Could I ‘product-ise’ this to make it a single piece of code for anyone to run? Sort of, but not really. There are so many edge cases and ‘quirks’ to cater for. As an example here, the columns prefixed with ‘AMT_REQ_CREDIT_BUREAU’ are presented in the data as having one decimal place, but in reality, they’re all integers (as they’re counts of enquiries).

Note that if the CSV file is too big, you could restrict the categorisation to the first 1000 rows (say). This would probably be ok for well-behaved datasets… but when was the last time you got a well-behaved dataset to work on?


Finally, an anecdote: I once was involved in a project to continuously transfer data from one internal system (Microsoft Dynamics) to another (our SQL Server instance) — the ‘official’ Microsoft connector was unreliable, and flaked out several times a week.

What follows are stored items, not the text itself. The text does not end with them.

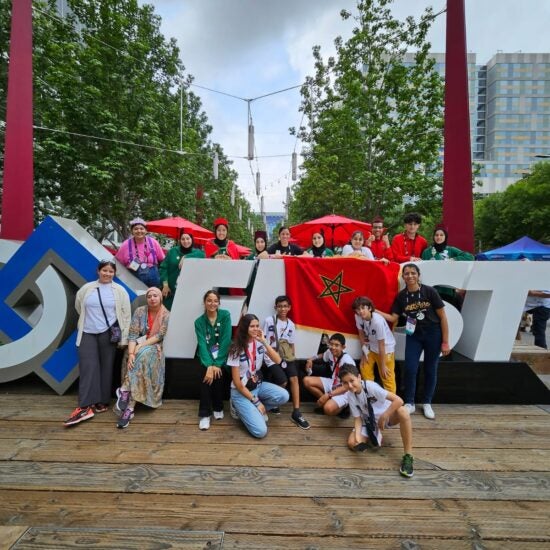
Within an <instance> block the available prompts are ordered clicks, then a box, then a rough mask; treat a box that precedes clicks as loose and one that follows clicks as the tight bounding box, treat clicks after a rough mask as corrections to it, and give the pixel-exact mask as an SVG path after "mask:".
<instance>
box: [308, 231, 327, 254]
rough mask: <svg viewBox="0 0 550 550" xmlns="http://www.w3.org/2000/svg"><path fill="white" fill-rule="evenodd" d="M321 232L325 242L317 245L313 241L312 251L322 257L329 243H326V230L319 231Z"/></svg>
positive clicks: (311, 246) (320, 232) (313, 253)
mask: <svg viewBox="0 0 550 550" xmlns="http://www.w3.org/2000/svg"><path fill="white" fill-rule="evenodd" d="M319 234H320V235H321V237H323V244H322V245H321V246H315V245H314V244H313V243H311V252H312V254H313V256H314V257H315V258H322V257H323V254H324V253H325V250H326V249H327V245H326V244H325V234H324V232H323V231H319Z"/></svg>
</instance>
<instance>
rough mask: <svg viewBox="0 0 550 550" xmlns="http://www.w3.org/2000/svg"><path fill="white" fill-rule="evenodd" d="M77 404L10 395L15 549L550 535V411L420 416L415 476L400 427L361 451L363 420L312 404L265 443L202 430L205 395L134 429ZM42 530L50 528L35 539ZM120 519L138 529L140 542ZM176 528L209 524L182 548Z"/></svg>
mask: <svg viewBox="0 0 550 550" xmlns="http://www.w3.org/2000/svg"><path fill="white" fill-rule="evenodd" d="M74 401H75V398H74V396H64V397H58V396H52V395H30V394H13V395H12V394H10V395H0V541H1V542H0V547H2V548H11V547H12V545H13V544H15V546H14V548H29V549H30V548H109V549H110V550H113V549H116V548H118V547H125V548H139V549H140V550H141V549H143V548H206V547H208V548H211V549H213V548H221V547H223V548H226V549H230V548H262V549H278V548H281V549H285V550H289V549H293V548H304V549H306V548H307V549H310V550H311V549H315V548H323V549H325V548H376V549H380V548H401V549H420V548H422V549H447V548H449V549H455V548H457V549H458V548H460V549H462V548H464V549H466V548H468V549H471V548H475V549H495V550H496V549H497V548H498V549H502V548H514V549H518V548H519V549H527V550H533V549H543V548H544V549H547V548H549V547H550V408H549V407H542V406H541V407H537V406H517V405H514V406H507V407H506V406H473V405H470V406H460V405H438V406H437V407H435V410H436V413H437V419H436V421H428V420H426V419H424V418H423V417H422V416H421V415H420V414H418V413H417V414H416V415H414V417H413V426H414V442H415V451H414V456H415V476H414V478H412V479H405V478H403V477H401V476H400V475H399V473H398V467H399V462H400V458H401V455H402V447H401V441H400V437H399V431H398V430H389V431H387V432H386V436H385V441H384V447H383V448H382V449H381V450H380V451H378V452H377V453H370V452H367V453H365V454H363V455H358V454H354V453H352V452H351V451H349V450H347V448H346V446H345V440H346V437H347V435H348V433H349V430H350V427H351V423H352V421H351V419H350V420H340V419H338V418H327V417H319V416H316V415H314V414H313V413H312V412H311V411H312V405H311V404H306V405H305V406H304V407H303V411H304V413H305V414H306V416H307V418H308V419H309V420H310V421H311V423H312V425H313V426H312V428H311V430H309V431H303V430H300V429H299V428H297V427H295V426H294V425H293V424H291V422H290V420H289V419H288V415H289V412H290V409H288V408H286V409H283V414H282V415H281V416H279V417H275V416H271V418H270V422H269V425H270V432H269V434H268V436H267V437H266V438H265V439H264V440H261V441H257V440H254V439H252V438H251V437H250V436H248V435H247V433H245V431H244V430H243V429H242V427H241V426H240V425H239V423H237V422H236V421H234V420H232V419H231V418H229V417H228V415H227V418H226V419H224V420H222V421H218V422H215V423H214V422H213V426H212V428H211V429H210V430H209V431H208V432H200V431H199V430H198V423H197V418H196V410H197V404H196V402H192V401H167V402H166V403H165V404H164V406H163V407H162V408H161V409H159V410H157V411H143V410H139V411H138V413H137V415H136V417H135V419H134V420H133V421H132V423H131V425H130V427H129V428H128V429H127V430H117V429H116V427H115V417H114V415H113V414H112V413H111V412H108V413H105V414H102V415H96V417H95V418H94V419H92V420H90V421H87V422H85V423H83V424H81V425H79V426H76V427H74V428H69V429H66V428H63V426H62V424H61V422H62V420H63V419H64V417H65V416H66V415H67V413H69V412H70V410H71V409H72V408H73V406H74ZM287 407H288V406H287ZM29 527H34V528H40V527H42V528H46V527H47V528H48V529H43V531H42V532H41V534H37V533H36V532H35V533H34V534H33V536H30V537H27V539H29V540H31V543H28V544H27V543H25V542H24V541H23V539H22V538H20V537H21V536H22V535H23V534H24V533H25V531H26V530H27V528H29ZM62 528H71V529H62ZM120 529H123V530H128V529H131V530H135V533H136V535H135V537H131V536H130V537H127V538H126V539H125V540H126V541H128V540H130V542H131V543H128V544H123V543H122V541H123V540H124V539H123V538H121V537H122V535H121V532H120V531H117V530H120ZM94 530H95V531H94ZM173 530H175V531H180V532H181V530H183V531H193V532H207V533H204V536H203V535H201V533H199V534H197V533H189V537H191V538H189V537H187V538H186V539H185V542H184V541H183V539H184V537H182V540H181V541H179V542H181V544H180V543H179V542H178V537H177V536H174V533H173ZM159 532H160V533H163V532H165V533H166V537H161V538H162V540H160V538H159V535H158V533H159ZM215 532H217V533H218V534H220V533H221V538H218V539H217V540H215V536H212V537H211V538H209V537H210V535H209V533H215ZM94 533H95V535H94ZM98 533H100V534H104V535H105V536H106V537H107V538H106V539H105V538H102V537H101V536H99V535H98ZM143 533H151V534H155V533H156V534H155V537H156V539H155V538H154V537H153V536H152V538H153V539H154V540H156V544H157V545H156V546H155V545H154V544H153V543H152V542H151V544H149V543H148V542H145V541H144V540H142V539H141V538H139V537H138V535H139V536H141V535H143ZM27 534H28V533H27ZM39 535H40V536H39ZM93 535H94V536H93ZM176 535H177V533H176ZM193 536H196V537H197V538H196V539H193ZM201 537H202V538H201ZM205 537H206V538H205ZM27 539H26V540H27ZM220 540H221V541H222V542H220ZM16 541H19V542H16ZM33 541H34V542H33ZM190 541H191V542H190ZM205 541H206V542H205ZM33 544H34V545H33Z"/></svg>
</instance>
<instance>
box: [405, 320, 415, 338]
mask: <svg viewBox="0 0 550 550" xmlns="http://www.w3.org/2000/svg"><path fill="white" fill-rule="evenodd" d="M415 330H416V319H415V318H414V317H407V323H406V324H405V334H407V335H408V336H412V335H413V334H414V331H415Z"/></svg>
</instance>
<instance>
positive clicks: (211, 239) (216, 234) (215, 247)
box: [204, 218, 239, 260]
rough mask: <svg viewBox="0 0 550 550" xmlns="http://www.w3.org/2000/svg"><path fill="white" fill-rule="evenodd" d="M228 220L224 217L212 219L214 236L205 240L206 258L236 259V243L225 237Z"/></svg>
mask: <svg viewBox="0 0 550 550" xmlns="http://www.w3.org/2000/svg"><path fill="white" fill-rule="evenodd" d="M228 228H229V222H228V221H227V220H226V219H225V218H217V219H216V220H214V233H215V234H216V237H215V238H213V239H211V240H209V241H207V243H206V244H205V245H204V252H205V254H206V257H207V258H214V259H217V260H238V259H239V251H238V250H237V245H236V244H235V243H234V242H233V241H230V240H229V239H228V238H227V233H228Z"/></svg>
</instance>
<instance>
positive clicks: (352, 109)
mask: <svg viewBox="0 0 550 550" xmlns="http://www.w3.org/2000/svg"><path fill="white" fill-rule="evenodd" d="M390 3H391V0H363V1H359V2H358V3H357V13H356V14H355V15H353V18H354V20H355V21H356V27H355V28H354V30H353V34H352V37H351V38H350V39H349V40H347V41H346V42H344V41H343V40H342V38H340V37H338V38H337V39H336V40H335V45H336V57H335V58H329V59H328V60H327V61H326V62H324V61H323V59H322V57H321V50H320V48H319V47H318V46H316V47H314V48H313V55H314V57H315V75H314V76H313V77H308V78H307V79H306V82H305V84H304V86H303V88H302V90H301V94H302V105H301V110H302V111H303V112H304V114H305V116H306V120H307V121H308V122H307V126H304V127H301V128H299V129H297V130H294V131H295V132H297V134H298V135H299V137H300V138H301V139H302V140H303V142H304V144H305V154H304V161H303V166H302V168H303V171H304V173H305V175H304V176H303V177H302V178H301V180H300V181H299V182H298V183H297V184H296V186H295V190H294V198H293V201H292V202H291V205H290V219H291V222H292V223H295V222H298V221H301V220H304V219H308V218H315V217H318V216H321V215H324V214H326V213H327V212H329V211H332V212H336V213H339V214H344V215H348V216H351V217H357V218H360V219H367V220H368V219H371V218H372V217H373V216H375V215H377V214H381V215H384V216H385V217H386V219H388V220H391V221H393V223H395V224H398V223H399V224H400V217H401V215H402V213H403V211H404V210H405V209H408V210H411V209H414V210H419V211H421V212H429V211H430V210H433V209H434V208H436V207H438V206H439V203H440V192H441V177H440V174H439V173H438V172H439V170H440V163H439V149H440V146H441V140H442V136H441V127H442V94H443V88H442V83H441V78H440V77H439V75H438V74H437V73H436V72H435V70H434V68H433V66H434V61H433V59H431V58H430V57H429V49H430V44H429V43H428V42H427V41H426V34H427V32H428V30H429V27H430V24H431V21H432V20H433V13H432V10H431V9H427V10H426V11H425V13H424V14H423V16H422V17H421V19H420V20H419V21H418V22H416V21H414V19H413V18H412V17H409V18H407V20H406V21H404V22H400V21H397V20H396V19H394V18H393V17H392V15H391V12H390V9H389V8H388V5H389V4H390ZM341 15H342V17H343V18H344V19H347V18H349V17H352V15H351V14H350V13H348V12H345V11H343V12H342V14H341ZM409 50H416V53H415V54H414V63H411V64H405V63H404V56H405V53H406V52H407V51H409ZM291 130H292V129H291Z"/></svg>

The company chose a third-party provider that had a product they claimed could transfer data between hundreds of different systems, and did exactly what we needed — or so we thought. Turns out, after we built our import layer, the product only transferred the data stripped of all formatting, i.e. we received only strings into the target system, whether the original data had been numbers, dates or text. Much swearing ensued! We couldn’t believe this was correct, and the provider was surprised that we were annoyed (“that’s how everyone does it” — is that true? Let me know if you think so…), and we then had to write a ton more code to convert the strings back to the datatypes we needed [which was where I first realised you could use SQL to work out the types]. The lesson I take away is: always check even your most utterly basic assumptions!